Das Online-Magazin ctxt, das von ehemaligen Journalisten der größten spanischen Tageszeitung El País herausgegeben wird, geht noch einen Schritt weiter. „Der Diskurs von Casado ist nicht der des spanischen Imperialismus des 15. und 16. Jahrhunderts, an einem melancholischen Tag, sondern der des 21. Jahrhunderts. Was für Amerika gilt, gilt auch für das Spanien von heute, voller Indianer. (…) Dieses Spanien, das mithilfe von Schlägen vereinheitlicht“, heißt es in einem Leitartikel. Die Anspielung ist klar, es geht um die Unabhängigkeitsbestrebungen Kataloniens.

Kiritk an Inhalten des Schulunterrichts

Denn Casados Interesse für die Kolonialgeschichte Spaniens ist sein Beitrag zu einem erbitterten Wettbewerb darum, wer denn nun der beste Patriot im Lande ist. Erstmals in der Geschichte der nunmehr 40 Jahre währenden Demokratie hat die PP auf der politischen Rechten Konkurrenz. Die rechtsliberalen Ciudadanos („Bürger“) und die rechtsradikale Vox könnten – so die Umfragen – den Konservativen knapp die Hälfte ihrer Wähler streitig machen. Die Fahne, die Einheit der Nation in Zeiten der Herausforderung durch die katalanische Unabhängigkeitsbewegung, ist bei diesem Streit um die Hegemonie auf der Rechten eines der wichtigsten Themen. Mit der Entdeckung Amerikas und der Größe Spaniens hat Casado seinen Diskurs gefunden, um Geschichte und Aktualität der Nation zusammenzuführen.

Aus seinen eigenen Reihen erhält er dabei breite Unterstützung. „Das Wichtigste, was wir in der Geschichte gemacht haben, ist Amerika“, erklärt der ehemalige spanische Regierungschef und Mentor Casados, José María Aznar. „Ist das vielleicht nicht richtig? Haben wir etwa kein größeres Land geschaffen? Was für ein spanischer Journalismus ist das denn?“, empört sich die PP-Sprecherin in der Region Madrid, Isabel Díaz Ayuso, angesichts der Kritik an ihrem Parteichef.

Die Konservativen stützen sich bei ihrer Sicht der Dinge auf Autoren und Wissenschaftler wie den Professor für Philosophie und Mitarbeiter konservativer Stiftungen Pedro Insua. Er beschäftigt sich mit einer ganz besonderen Verschwörung. Die spanischen Kinder würden nur die „Schwarze Legende“ Spaniens lernen. Anstatt von Heldentaten bei der Entdeckung Amerikas sei an den Schulen vom Völkermord an den Ureinwohnern, der Judenvertreibung und der Ausweisung der Muslime Ende des 15 Jahrhunderts und der Inquisition die Rede. „Wir vermitteln den neuen Generationen ein völlig negatives und zudem falsches Bild von Spanien“, erklärt er gerne.
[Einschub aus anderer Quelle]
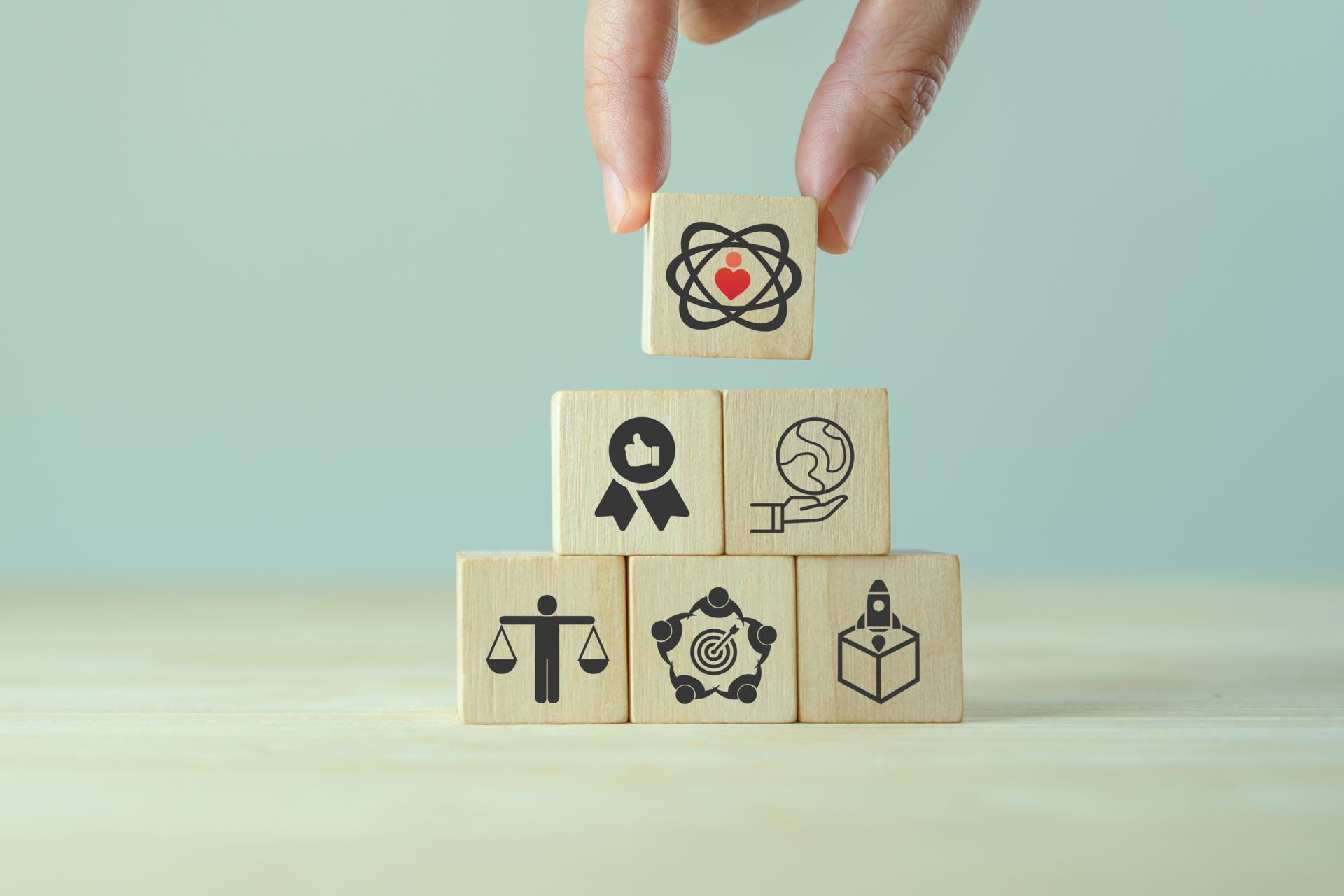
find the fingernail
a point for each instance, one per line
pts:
(848, 202)
(617, 200)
Die „Schwarze Legende“ Spaniens ist für Insua das Werk der Feinde seines Landes. Und derer gibt es viele, von Frankreich über die spanische Linke und die Nationalisten in Katalonien und dem Baskenland bis hin zu den Ureinwohnern Amerikas, auf deren Druck immer wieder Statuen des Seefahrers und Entdeckers Christoph Kolumbus abmontiert werden, wie zum Beispiel in Buenos Aires oder vor wenigen Wochen in Los Angeles. Die Begründung: Mit der Ankunft von Kolumbus habe der Genozid an den indigenen Völkern begonnen.

Eine neue, gefährliche Runde

Für Insua ist dies ein Beweis mehr für die „Schwarze Legende“. Er leugnet den Völkermord an Amerikas Ureinwohnern. „Die indigene Walze ist über die Geschichte hinweggerollt“, und habe alle anderen Interpretationen unter sich begraben, beschwert er sich.

Für PP-Chef Casado geht die Verschwörung gegen die spanische Nation und die spanische Fahne dieser Tage in eine neue, gefährliche Runde. Die regierenden Sozialisten, die beim Misstrauensvotum im Juni auch auf die Stimmen der Katalanen und Basken im Parlament setzen konnten, würden „die Zukunft verpfänden, indem sie sich mit den Befürwortern der katalanischen Unabhängigkeit, mit den Verbündeten der ETA und mit dem Populismus zusammentun“, wettert er. Für Casado ist seine PP „jetzt die einzige Partei, die garantiert, dass die spanische Nation wie vor fünf Jahrhunderten vereint bleibt, pluralistisch, vielfältig, dezentralisiert, klar strukturiert und mit Zusammenhalt“.

Ein Blick ins Zeitungsarchiv zeigt, dass Casados Spanienverständnis so neu nicht ist. „Es ist die Hispanität der imperialen Nostalgie, die die Inquisitoren unserer Zeit angerufen haben und oft anrufen. In ihrem Namen sind die Kräfte des Wandels verurteilt und bestraft worden (…) und in ihrem Namen ist das Blut der Rechtschaffenen geflossen. Es gibt immer noch diejenigen, die sich nach den Heerscharen der Eroberung sehnen, die Spanien und Amerika eine einzige Religion, eine einzige Kultur, eine einzige Sprache und eine einzige Wahrheit aufzwangen“, schrieb kein Geringerer als der vor drei Jahren verstorbene uruguayische Schriftsteller Eduardo Galeano bereits 1991, als hätte er auf Casado und die Seinen antworten müssen.